Generally, the canoe served as the “mother ship” of the fleet. The kayaks were able to get in close to the shoreline or within the deadwood caught up along the river bottom. The kayaks would load up with debris and transfer it to the canoe. Two of the kayaks collected the debris and contained it within plastic garbage bags. In anticipation of this event, one of the paddlers at the Grass Lake event advised me that a plastic “milk crate” would fit on the forward deck of a kayak and could be secured by a bungee cord; so that is what I did. I just grabbed items and tossed them into the milk crate. When it filled, I pulled up alongside the canoe and transferred my cargo of trash into a big plastic bag.
There was plenty of flow in the river, perhaps helped along by the one-inch rain that fell the day before. The depth was generally about three to four feet. This sort of cruise is not planned for sightseeing or a way to appreciate the landscape.

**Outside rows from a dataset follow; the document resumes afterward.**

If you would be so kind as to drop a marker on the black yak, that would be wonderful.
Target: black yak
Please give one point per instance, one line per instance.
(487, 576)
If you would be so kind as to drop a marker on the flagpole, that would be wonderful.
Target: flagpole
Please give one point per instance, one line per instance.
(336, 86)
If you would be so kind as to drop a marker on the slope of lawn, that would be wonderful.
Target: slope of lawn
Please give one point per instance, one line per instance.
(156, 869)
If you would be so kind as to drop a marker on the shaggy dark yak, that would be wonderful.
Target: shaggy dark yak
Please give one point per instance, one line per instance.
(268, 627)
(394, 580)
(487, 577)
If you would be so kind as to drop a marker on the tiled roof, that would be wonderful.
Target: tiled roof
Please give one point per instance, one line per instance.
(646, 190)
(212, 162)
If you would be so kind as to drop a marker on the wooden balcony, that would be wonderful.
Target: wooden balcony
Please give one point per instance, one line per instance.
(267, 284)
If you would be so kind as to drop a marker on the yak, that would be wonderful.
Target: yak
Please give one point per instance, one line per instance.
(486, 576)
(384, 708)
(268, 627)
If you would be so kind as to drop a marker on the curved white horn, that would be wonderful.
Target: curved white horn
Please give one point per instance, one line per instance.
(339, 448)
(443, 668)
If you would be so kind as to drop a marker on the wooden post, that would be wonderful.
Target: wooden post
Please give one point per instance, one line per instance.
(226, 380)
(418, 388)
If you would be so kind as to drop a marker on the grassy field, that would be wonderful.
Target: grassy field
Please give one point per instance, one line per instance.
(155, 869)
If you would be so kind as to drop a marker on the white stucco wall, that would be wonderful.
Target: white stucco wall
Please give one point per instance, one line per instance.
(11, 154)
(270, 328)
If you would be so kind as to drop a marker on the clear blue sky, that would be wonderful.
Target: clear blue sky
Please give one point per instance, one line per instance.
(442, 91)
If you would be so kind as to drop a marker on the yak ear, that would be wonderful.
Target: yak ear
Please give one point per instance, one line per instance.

On the other hand, it was a good opportunity to practice paddling technique as we moved in to score a point with a particularly challenging plastic bottle. We pulled out about four large plastic bags of litter in this 2.2 mile cruise (1.1 miles each way). The litter collected included many plastic bottles, styrofoam beverage cups and packing materials, sheets of plastic, and several arrows, apparently from the YMCA archery range within Camp Leif Erickson.
A deer crossed the river ahead of us and presented a great view, one that I have not seen on that stretch of the river. There were also several families of ducks that included lots of little ones that swam along with us for a while. But, there were also more than the usual number of bugs and spiders within the deadwood that we had to move through in search of litter. This was a dirty job. My kayak was covered in mud, I had mud on my clothing and face, and even my glasses were smeared. When I got home, I placed all my clothing in the wash, jumped in the shower, and then went out for a late dinner with my wife.
The cruise took a couple of hours, and it was a collegial project with good cheer felt by all, pleasant conversation, and a feeling of doing a good job for the environment. As Jarett Bies would say, “this was a good op.”